The U.S. Consumer Product Safety Commission, citing 153 deaths in the past four years, voted to ban drop-side cribs in the agency’s first across-the-board overhaul of regulations for infant beds in almost three decades.

“We’ve seen a number of tragedies because we had such a weak crib standard,” CPSC Chairman Inez Tenenbaum said today as the agency voted 5-0 to approve a notice of proposed rulemaking. The agency was following a mandate from Congress, she said.

A spate of company recalls involving more than 9 million drop-side cribs over five years led the government to warn parents in May to stop using the products because of suffocation and strangling risks. The new rules would ban the sale of new and used drop-side cribs and prohibit their use in hotels, day-care centers and other commercial facilities.

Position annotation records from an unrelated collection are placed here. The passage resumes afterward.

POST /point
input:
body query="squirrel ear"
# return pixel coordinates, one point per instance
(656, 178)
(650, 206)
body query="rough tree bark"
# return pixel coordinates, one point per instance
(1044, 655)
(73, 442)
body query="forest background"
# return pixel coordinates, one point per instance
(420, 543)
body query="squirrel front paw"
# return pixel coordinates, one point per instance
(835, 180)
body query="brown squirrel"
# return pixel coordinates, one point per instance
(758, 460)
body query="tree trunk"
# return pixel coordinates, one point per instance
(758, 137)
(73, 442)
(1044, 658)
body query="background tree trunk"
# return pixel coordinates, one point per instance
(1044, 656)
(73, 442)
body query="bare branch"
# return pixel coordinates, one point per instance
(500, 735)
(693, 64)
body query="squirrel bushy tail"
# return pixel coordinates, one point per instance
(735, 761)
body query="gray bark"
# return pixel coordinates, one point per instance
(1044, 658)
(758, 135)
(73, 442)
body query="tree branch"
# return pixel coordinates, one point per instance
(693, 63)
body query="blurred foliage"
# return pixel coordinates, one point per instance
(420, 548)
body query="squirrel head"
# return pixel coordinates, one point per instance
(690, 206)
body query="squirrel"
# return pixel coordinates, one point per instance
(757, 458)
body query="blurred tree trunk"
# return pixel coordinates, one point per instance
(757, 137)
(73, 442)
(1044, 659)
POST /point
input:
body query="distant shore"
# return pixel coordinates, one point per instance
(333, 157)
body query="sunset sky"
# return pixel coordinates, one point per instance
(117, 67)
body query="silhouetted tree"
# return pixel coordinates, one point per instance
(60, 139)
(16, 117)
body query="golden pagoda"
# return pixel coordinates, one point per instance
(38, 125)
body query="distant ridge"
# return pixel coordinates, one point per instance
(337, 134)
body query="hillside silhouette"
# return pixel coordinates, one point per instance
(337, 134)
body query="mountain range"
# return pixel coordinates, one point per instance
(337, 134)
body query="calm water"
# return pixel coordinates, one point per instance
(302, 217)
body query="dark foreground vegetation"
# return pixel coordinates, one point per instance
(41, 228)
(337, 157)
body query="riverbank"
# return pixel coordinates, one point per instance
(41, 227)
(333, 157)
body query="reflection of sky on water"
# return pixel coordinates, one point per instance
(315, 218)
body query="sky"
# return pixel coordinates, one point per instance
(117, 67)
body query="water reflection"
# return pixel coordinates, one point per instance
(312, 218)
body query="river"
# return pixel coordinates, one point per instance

“The proposed rule is a very strong standard that will address all aspects of crib construction and provide an effective margin of safety,” Commissioner Nancy Nord, the CPSC’s senior Republican, said in a statement. “I do have a concern, however, about the effective date and that the retroactive nature of the” rule may have consequences.

“We certainly do not want to create a situation where people stop using cribs and place their babies to sleep in unsafe environments,” Nord said.

Pottery Barn Recall

Regulators will review public comments before making the rules final by the end of the year, Tenenbaum said. The agency last approved a comprehensive crib standard in 1982, she said.

Drop-side cribs have been popular because one side can be raised or lowered on tracks, providing parents with easier access to the bed. Infants can suffocate or be strangled when the hardware fails and a side detaches, creating a gap.

Other crib hazards involve added soft bedding, insufficient mattress support and broken slats. The agency has documented 153 crib deaths since Nov. 1, 2007, including 65 suffocations.

Williams-Sonoma Inc. (WSM)’s Pottery Barn Kids business today recalled 82,000 of the cribs for hardware than can break. The CPSC said it received 36 reports that the cribs’ drop-sides malfunctioned or detached, resulting in seven minor injuries. The cribs were sold from January 1999 through March 2010.

LaJobi Inc., owned by Kid Brands Inc. (KIDB); Bexco Enterprises Inc.’s Million Dollar Baby unit; Jardine Enterprise Ltd.; Simmons Juvenile Products, and Child Craft Industries Inc. recalled drop-side cribs in June.

The Juvenile Products Manufacturers Association, which has started a crib-safety initiative, is offering consumer information on its website. There’s a list of manufacturers and downloadable guides to safe sleep on the site, the CPSC said.